Com quatro portugueses à partida do Dakar 2026 nas Motos, três deles estreantes, e apenas um abandono, foi com um saldo positivo que terminou a participação lusa nas duas rodas. Martim Ventura (Honda) foi o melhor colocado, terminando a prova no 11º lugar da geral e 3º da classe Rally2, apesar do percalço mecânico durante a 4ª etapa que o fez perder cerca de duas horas. Também Bruno Santos (Husqvarna) fez uma grande prova nesta que foi a sua 3ª participação no Dakar, terminando a prova num bom 17º posto da geral e 7º entre as Rally2. Na formação do Old Friends Rally Team, que integrava Nuno Silva e Pedro Pinheiro, ambos em KTM, Nuno Silva conseguiu o objetivo de levar a bom termo esta sua estreia no Dakar, com o 85º posto final, enquanto Pedro Pinheiro foi forçado a abandonar na 7ª etapa, na sequência do embate com uma duna que o impediu de continuar devido às mazelas mecânicas e físicas sofridas.

Martim Ventura

Para Martim Ventura, que alinhou pela formação da Honda HRC em Rally2, esta sua estreia na prova teve “um saldo bastante positivo. Podia ter feito um Top 10 absoluto, mas tive um problema mecânico que demorei muito tempo a arranjar e atrasei-me bastante nesse dia. Mas estou muito contente. A equipa trabalhou muito bem e é uma alegria muito grande estar nesta equipa e ter conseguido fazer estes resultados. Foi espetacular.”

Bruno Santos

Quanto a Bruno Santos, a alinhar novamente com as cores da Frutas Patrícia Pilar e aos comandos de uma Husqvarna, declarava no fim que este havia sido um “Dakar muito saboroso, onde não tive problemas de maior e pude andar bem todos os dias. Consegui descansar, não tive felizmente quedas que fossem significativas, apenas uns pequenos deslizes.
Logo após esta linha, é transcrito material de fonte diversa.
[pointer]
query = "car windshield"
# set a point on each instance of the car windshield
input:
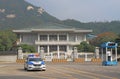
(35, 59)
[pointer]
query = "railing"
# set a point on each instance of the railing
(56, 42)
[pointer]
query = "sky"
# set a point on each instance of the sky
(81, 10)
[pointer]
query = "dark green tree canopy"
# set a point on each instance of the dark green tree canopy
(7, 39)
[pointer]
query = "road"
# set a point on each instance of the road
(61, 71)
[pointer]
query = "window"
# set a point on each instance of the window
(53, 48)
(53, 37)
(43, 37)
(62, 37)
(62, 48)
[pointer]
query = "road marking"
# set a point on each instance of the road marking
(90, 73)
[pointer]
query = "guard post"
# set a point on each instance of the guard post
(109, 46)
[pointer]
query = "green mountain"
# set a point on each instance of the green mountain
(97, 27)
(19, 14)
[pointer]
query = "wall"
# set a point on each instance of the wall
(8, 58)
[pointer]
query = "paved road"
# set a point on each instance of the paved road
(61, 71)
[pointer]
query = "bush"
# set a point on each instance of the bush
(27, 48)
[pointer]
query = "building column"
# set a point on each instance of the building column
(76, 38)
(57, 37)
(84, 37)
(67, 48)
(20, 38)
(48, 49)
(48, 37)
(67, 37)
(58, 51)
(38, 48)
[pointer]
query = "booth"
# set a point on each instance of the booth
(109, 59)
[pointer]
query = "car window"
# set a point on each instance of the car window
(35, 59)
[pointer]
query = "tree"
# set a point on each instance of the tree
(27, 48)
(85, 47)
(7, 38)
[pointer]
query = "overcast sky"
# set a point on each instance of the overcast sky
(82, 10)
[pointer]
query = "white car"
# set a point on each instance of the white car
(34, 63)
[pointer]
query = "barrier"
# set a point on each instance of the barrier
(79, 60)
(59, 60)
(96, 60)
(20, 61)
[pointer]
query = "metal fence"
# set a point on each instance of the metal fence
(8, 52)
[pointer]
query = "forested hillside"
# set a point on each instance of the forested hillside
(19, 14)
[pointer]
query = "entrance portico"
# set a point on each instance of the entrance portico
(53, 40)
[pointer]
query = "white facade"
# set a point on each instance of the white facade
(52, 40)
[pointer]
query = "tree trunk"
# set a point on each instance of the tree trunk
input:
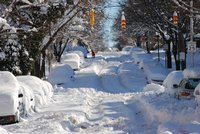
(169, 58)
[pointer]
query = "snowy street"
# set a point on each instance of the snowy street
(102, 98)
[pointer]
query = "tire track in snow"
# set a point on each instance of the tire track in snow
(110, 80)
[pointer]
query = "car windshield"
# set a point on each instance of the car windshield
(192, 83)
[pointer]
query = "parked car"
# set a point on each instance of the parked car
(60, 74)
(172, 78)
(11, 102)
(40, 88)
(186, 88)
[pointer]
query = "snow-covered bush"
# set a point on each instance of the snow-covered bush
(39, 88)
(10, 102)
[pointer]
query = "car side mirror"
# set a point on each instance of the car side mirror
(20, 95)
(175, 86)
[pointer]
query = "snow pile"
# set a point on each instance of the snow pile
(8, 93)
(60, 73)
(153, 73)
(72, 59)
(28, 98)
(191, 73)
(41, 90)
(130, 73)
(4, 131)
(172, 78)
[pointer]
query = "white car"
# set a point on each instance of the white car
(11, 103)
(42, 92)
(60, 74)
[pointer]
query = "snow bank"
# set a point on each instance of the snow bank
(72, 59)
(60, 73)
(194, 73)
(38, 87)
(8, 93)
(129, 73)
(28, 98)
(172, 78)
(3, 131)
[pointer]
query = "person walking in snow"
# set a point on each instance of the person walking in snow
(93, 53)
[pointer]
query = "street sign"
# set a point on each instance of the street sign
(192, 47)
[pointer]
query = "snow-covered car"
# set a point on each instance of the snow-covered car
(60, 74)
(11, 103)
(186, 88)
(42, 92)
(72, 59)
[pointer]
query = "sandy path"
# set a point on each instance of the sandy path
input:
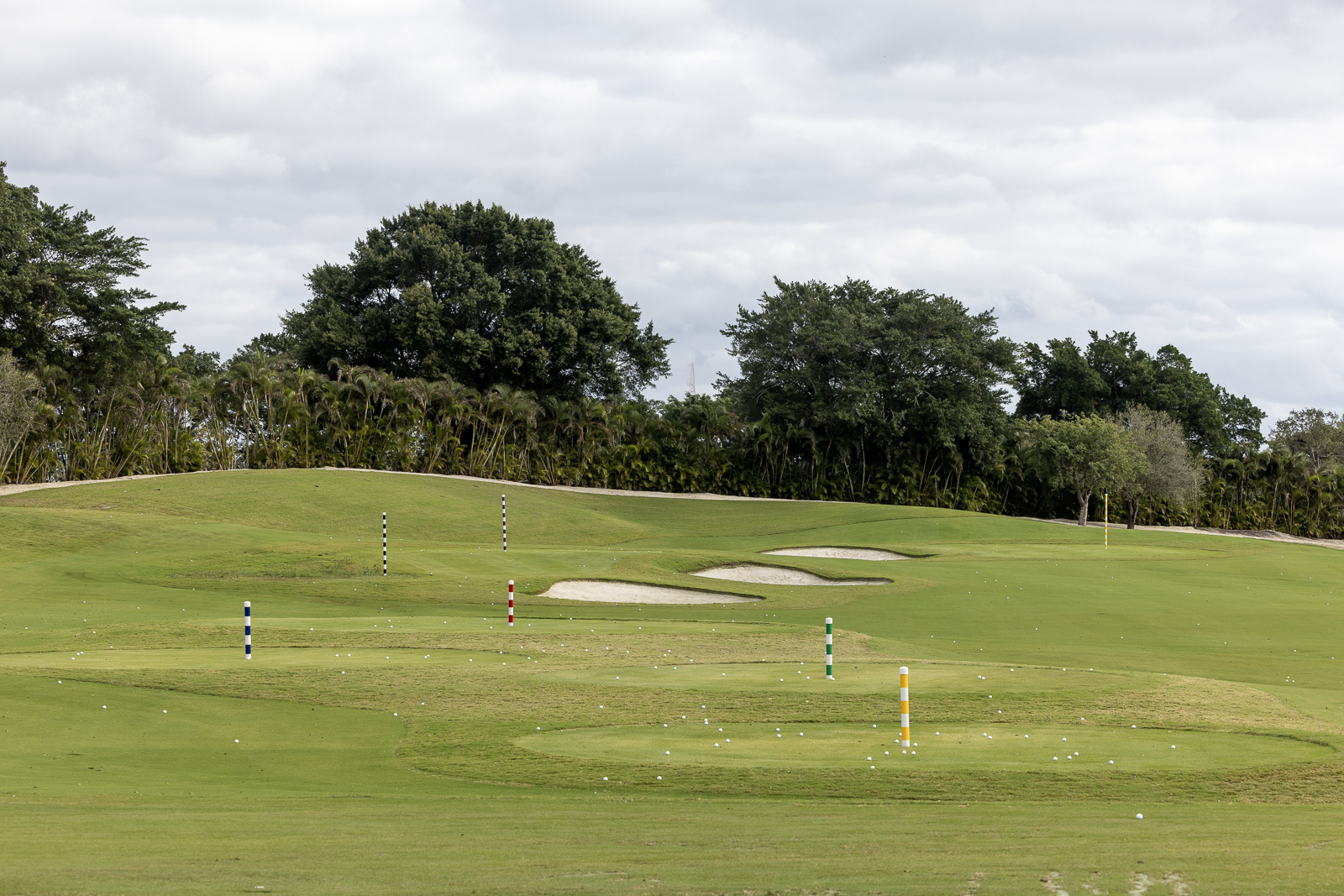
(1267, 535)
(846, 553)
(636, 593)
(777, 575)
(694, 496)
(699, 496)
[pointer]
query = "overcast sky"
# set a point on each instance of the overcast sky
(1162, 167)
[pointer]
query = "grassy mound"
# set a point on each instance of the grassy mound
(393, 734)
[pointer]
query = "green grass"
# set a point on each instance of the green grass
(394, 735)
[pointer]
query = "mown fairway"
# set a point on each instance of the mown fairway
(396, 736)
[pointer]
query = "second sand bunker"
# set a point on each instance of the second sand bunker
(777, 575)
(844, 553)
(636, 593)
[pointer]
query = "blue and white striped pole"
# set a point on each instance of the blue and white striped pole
(830, 676)
(905, 705)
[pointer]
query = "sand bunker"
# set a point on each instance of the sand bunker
(777, 575)
(844, 553)
(636, 593)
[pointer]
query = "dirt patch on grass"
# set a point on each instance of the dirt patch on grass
(844, 553)
(638, 593)
(757, 574)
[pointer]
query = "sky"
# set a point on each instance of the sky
(1160, 167)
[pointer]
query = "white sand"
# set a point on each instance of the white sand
(846, 553)
(777, 575)
(636, 593)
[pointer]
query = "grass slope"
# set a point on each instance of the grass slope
(393, 735)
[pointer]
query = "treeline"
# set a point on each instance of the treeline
(465, 340)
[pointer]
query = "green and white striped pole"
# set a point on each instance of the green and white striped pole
(830, 676)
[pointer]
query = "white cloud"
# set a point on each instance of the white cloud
(1159, 167)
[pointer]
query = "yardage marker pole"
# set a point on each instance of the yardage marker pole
(905, 705)
(828, 651)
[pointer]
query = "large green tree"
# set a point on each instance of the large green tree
(897, 374)
(1085, 454)
(62, 301)
(1113, 374)
(1168, 470)
(481, 296)
(1314, 432)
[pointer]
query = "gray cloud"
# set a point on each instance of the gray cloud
(1158, 167)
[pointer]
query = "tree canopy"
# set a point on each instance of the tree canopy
(60, 296)
(897, 371)
(1314, 432)
(1169, 472)
(481, 296)
(1084, 453)
(1113, 374)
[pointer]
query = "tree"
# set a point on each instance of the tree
(1315, 432)
(1168, 472)
(60, 296)
(1113, 374)
(195, 363)
(877, 375)
(483, 297)
(18, 407)
(1085, 454)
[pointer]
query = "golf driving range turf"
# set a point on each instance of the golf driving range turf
(394, 735)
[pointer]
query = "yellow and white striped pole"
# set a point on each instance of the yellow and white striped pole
(905, 705)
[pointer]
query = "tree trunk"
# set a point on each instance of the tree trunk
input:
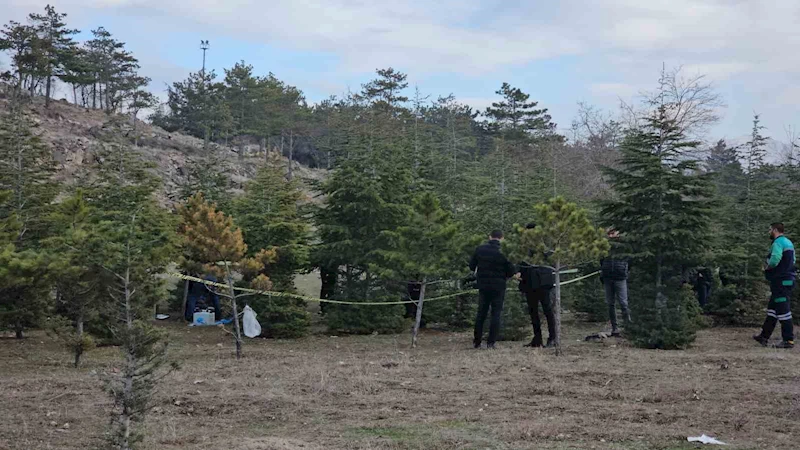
(19, 330)
(557, 309)
(79, 332)
(291, 153)
(237, 327)
(418, 319)
(185, 297)
(130, 370)
(47, 92)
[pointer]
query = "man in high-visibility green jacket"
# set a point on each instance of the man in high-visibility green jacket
(781, 273)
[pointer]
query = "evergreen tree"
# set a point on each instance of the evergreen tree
(210, 235)
(133, 254)
(26, 167)
(19, 40)
(515, 117)
(269, 217)
(424, 250)
(74, 274)
(361, 203)
(663, 212)
(53, 47)
(565, 230)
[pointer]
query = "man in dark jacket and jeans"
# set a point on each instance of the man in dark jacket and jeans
(493, 269)
(614, 275)
(535, 294)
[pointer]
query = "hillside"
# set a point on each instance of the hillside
(76, 135)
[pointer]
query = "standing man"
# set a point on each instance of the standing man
(780, 272)
(493, 269)
(536, 292)
(614, 276)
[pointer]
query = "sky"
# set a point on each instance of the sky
(560, 52)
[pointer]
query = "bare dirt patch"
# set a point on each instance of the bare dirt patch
(373, 392)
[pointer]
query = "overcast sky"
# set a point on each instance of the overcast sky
(561, 52)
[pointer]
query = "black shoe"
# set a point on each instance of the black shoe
(761, 340)
(535, 343)
(784, 344)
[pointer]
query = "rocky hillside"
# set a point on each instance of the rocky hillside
(76, 135)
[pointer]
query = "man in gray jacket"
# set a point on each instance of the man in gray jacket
(614, 276)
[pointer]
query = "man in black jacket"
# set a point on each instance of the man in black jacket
(614, 275)
(493, 269)
(537, 293)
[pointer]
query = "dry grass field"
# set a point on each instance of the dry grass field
(374, 392)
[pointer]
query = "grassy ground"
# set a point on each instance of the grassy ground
(373, 392)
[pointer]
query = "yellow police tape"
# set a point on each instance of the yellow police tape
(340, 302)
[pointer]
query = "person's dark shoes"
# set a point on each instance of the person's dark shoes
(784, 344)
(536, 342)
(761, 340)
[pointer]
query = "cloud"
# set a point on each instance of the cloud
(616, 90)
(619, 45)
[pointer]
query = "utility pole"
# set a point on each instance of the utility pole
(204, 45)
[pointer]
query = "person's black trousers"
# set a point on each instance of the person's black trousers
(536, 297)
(779, 309)
(489, 298)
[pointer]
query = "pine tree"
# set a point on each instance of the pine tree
(74, 274)
(663, 211)
(26, 167)
(132, 255)
(54, 47)
(210, 235)
(19, 41)
(738, 299)
(424, 250)
(269, 218)
(565, 230)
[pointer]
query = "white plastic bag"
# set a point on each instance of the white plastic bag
(251, 326)
(705, 440)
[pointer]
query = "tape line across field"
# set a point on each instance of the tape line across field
(343, 302)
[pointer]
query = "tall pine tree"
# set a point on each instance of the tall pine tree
(663, 211)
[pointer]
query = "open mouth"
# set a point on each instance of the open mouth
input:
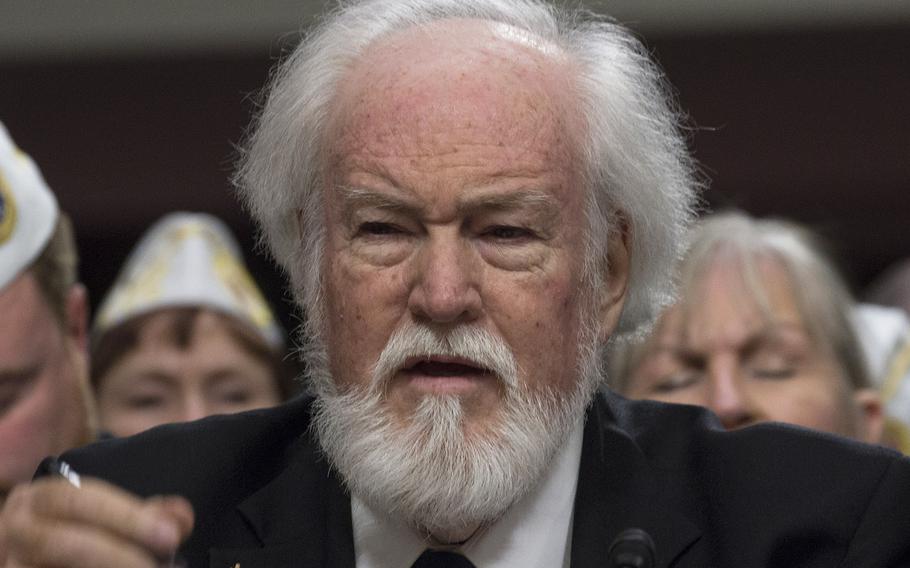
(444, 367)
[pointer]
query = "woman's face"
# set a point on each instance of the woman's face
(160, 381)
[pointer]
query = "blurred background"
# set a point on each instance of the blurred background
(132, 109)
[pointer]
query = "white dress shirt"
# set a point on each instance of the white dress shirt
(534, 533)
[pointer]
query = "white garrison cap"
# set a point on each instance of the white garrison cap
(187, 259)
(885, 335)
(28, 210)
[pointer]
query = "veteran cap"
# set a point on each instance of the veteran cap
(28, 210)
(187, 259)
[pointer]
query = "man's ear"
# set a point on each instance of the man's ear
(871, 418)
(76, 327)
(612, 295)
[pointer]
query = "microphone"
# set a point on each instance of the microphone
(632, 548)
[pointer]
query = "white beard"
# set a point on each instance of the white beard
(429, 472)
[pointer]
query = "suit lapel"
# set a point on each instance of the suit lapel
(301, 518)
(618, 490)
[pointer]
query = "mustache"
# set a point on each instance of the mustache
(475, 345)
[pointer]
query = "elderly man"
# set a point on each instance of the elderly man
(44, 397)
(469, 197)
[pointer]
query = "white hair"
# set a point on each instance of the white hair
(639, 174)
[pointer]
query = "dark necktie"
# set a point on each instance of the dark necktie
(441, 559)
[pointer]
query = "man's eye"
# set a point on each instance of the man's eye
(376, 228)
(508, 233)
(145, 402)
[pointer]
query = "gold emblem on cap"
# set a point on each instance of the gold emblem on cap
(7, 211)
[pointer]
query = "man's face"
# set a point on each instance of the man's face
(42, 383)
(453, 199)
(723, 353)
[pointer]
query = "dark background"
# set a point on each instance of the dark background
(809, 124)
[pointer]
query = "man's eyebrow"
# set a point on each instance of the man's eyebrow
(537, 200)
(18, 375)
(356, 198)
(533, 199)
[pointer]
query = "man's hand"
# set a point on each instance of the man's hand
(52, 523)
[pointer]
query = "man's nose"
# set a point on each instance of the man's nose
(729, 396)
(194, 407)
(445, 286)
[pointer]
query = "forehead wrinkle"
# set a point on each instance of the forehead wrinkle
(538, 201)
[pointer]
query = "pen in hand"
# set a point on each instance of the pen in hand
(58, 468)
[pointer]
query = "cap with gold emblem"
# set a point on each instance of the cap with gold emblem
(187, 259)
(28, 210)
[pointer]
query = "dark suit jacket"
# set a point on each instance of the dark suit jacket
(770, 496)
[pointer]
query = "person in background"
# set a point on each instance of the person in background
(45, 402)
(891, 287)
(885, 335)
(762, 331)
(470, 198)
(185, 332)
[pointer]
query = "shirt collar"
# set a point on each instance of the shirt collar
(535, 532)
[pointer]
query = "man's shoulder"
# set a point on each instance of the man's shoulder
(236, 449)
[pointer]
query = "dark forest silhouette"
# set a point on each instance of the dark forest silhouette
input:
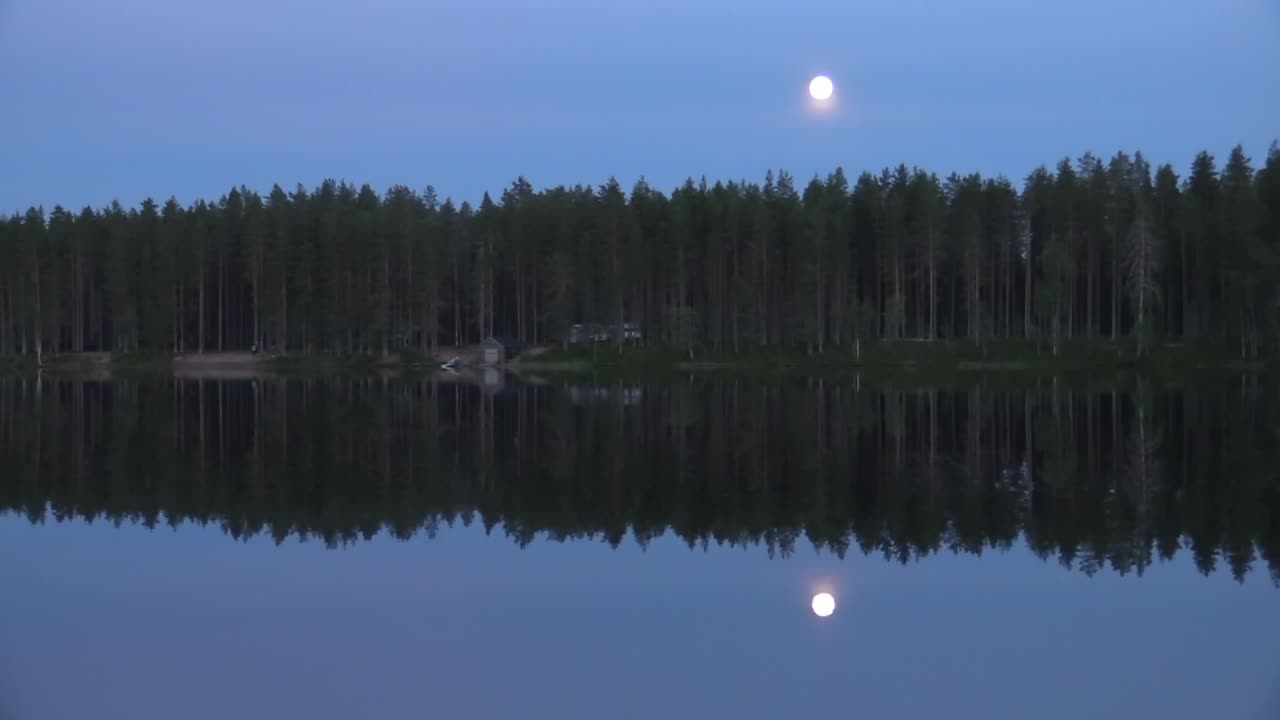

Estive muito consistente de etapa para etapa, fui melhorando as minhas classificações, encontrando o meu ritmo e a minha posição na corrida, apertando quando tinha de apertar e tinha condições para isso ou sendo mais prudente quando as condições de visibilidade não permitiam e com isto conseguir alcançar os meus grandes objetivos que eram concluir o Dakar e terminar no Top 20. Penso ainda que sou um dos melhores, senão o melhor dos pilotos que não são profissionais, muito perto de pilotos de fábrica que se dedicam todo o ano à competição.”